DOC's operational funding was cut in the 2015 Budget by $8.7m, he said.
After the restructure, the government created a $26m community fund over four years for volunteers to fix dilapidated huts and overgrown tracks. 
The Outdoor Recreation Consortium has so far received $1.1m from DOC's community fund which it has distributed to volunteers to maintain more than 150 back country huts and tracks. 
Tony Walton, of the Auckland Tramping Club, said the Kaimai Ridgeway Trust had used some of that money, and thousands of hours of volunteer work, to regenerate tracks and huts in the Kaimai Ranges which were not being maintained by DOC at all. 
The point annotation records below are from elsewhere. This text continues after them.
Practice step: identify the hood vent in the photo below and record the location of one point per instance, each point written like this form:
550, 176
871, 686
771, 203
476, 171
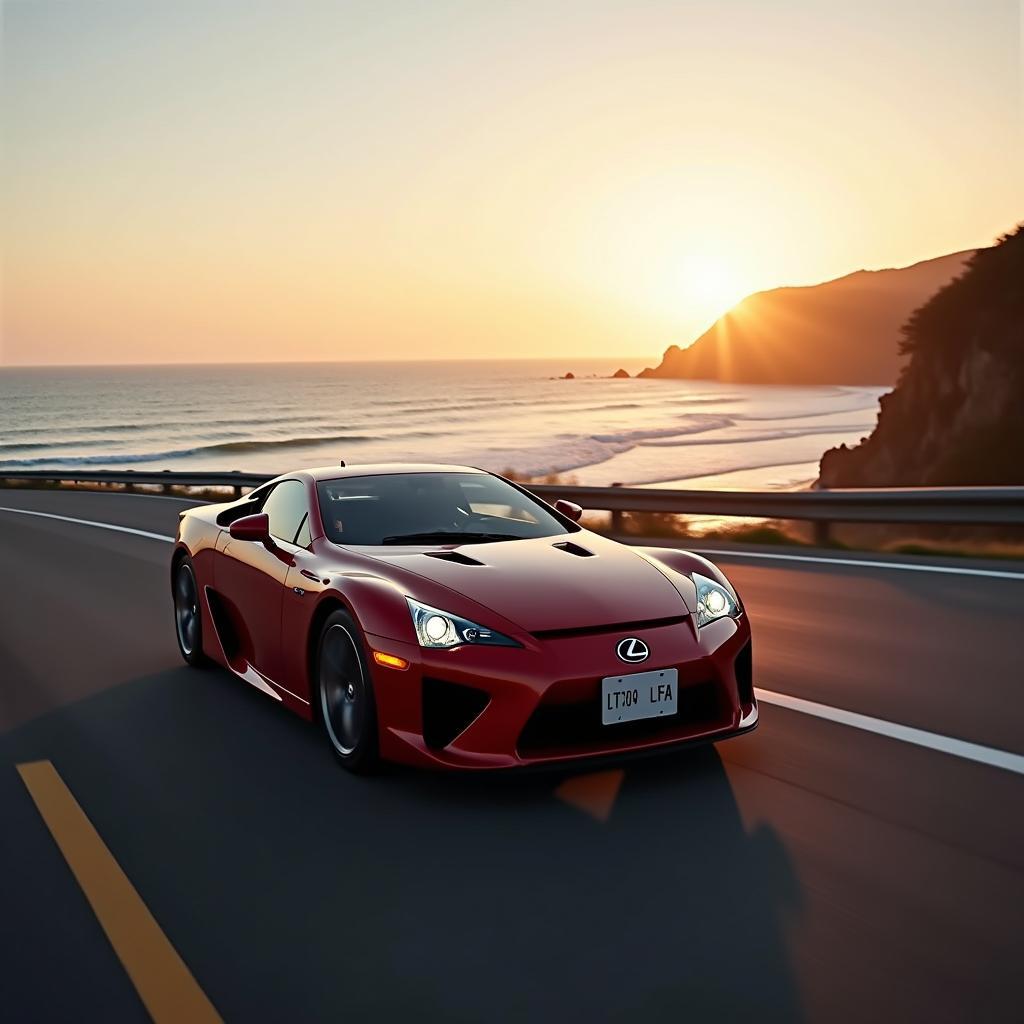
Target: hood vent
573, 549
453, 556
"DOC has a pitiful budget to look after a third of the country. They look after the Great Walks and the tourism hotspots well but much less so in the back country," he said. 
"In the Kaimais people were getting lost because they couldn't find the track. We cleared track that had vegetation shoulder high." 
DOC manages a network of 14,000 km of track in public conservation land that is about a third of New Zealand's land area and is the country's biggest tourism provider.
DOC's Fiordland Te Anau district operations manager, Greg Lind, previously said human waste was a major issue on the Milford, Routeburn and Kepler tracks.
He added that people who could not get a bed in a hut were damaging vegetation and leaving toilet paper scattered around illegal campsites. 
DOC media advisor Leigh-Anne Wiig said "contrary to suggestions" DOC's spending had increased over the past few years. 
It spent $355.5 m last year, up from $304.7m in 2009.
"DOC 's new direction is very firmly focused on how we can better work with others to achieve more for conservation, while at the same time our operations staff are committed to delivering work on the ground," she said. 
"By getting together with others and pooling funding, expertise and resources, DOC can achieve far more for conservation than it could ever do on its own." 
She said DOC invested about $140m a year in recreation, including campsites, tracks and visitor centres.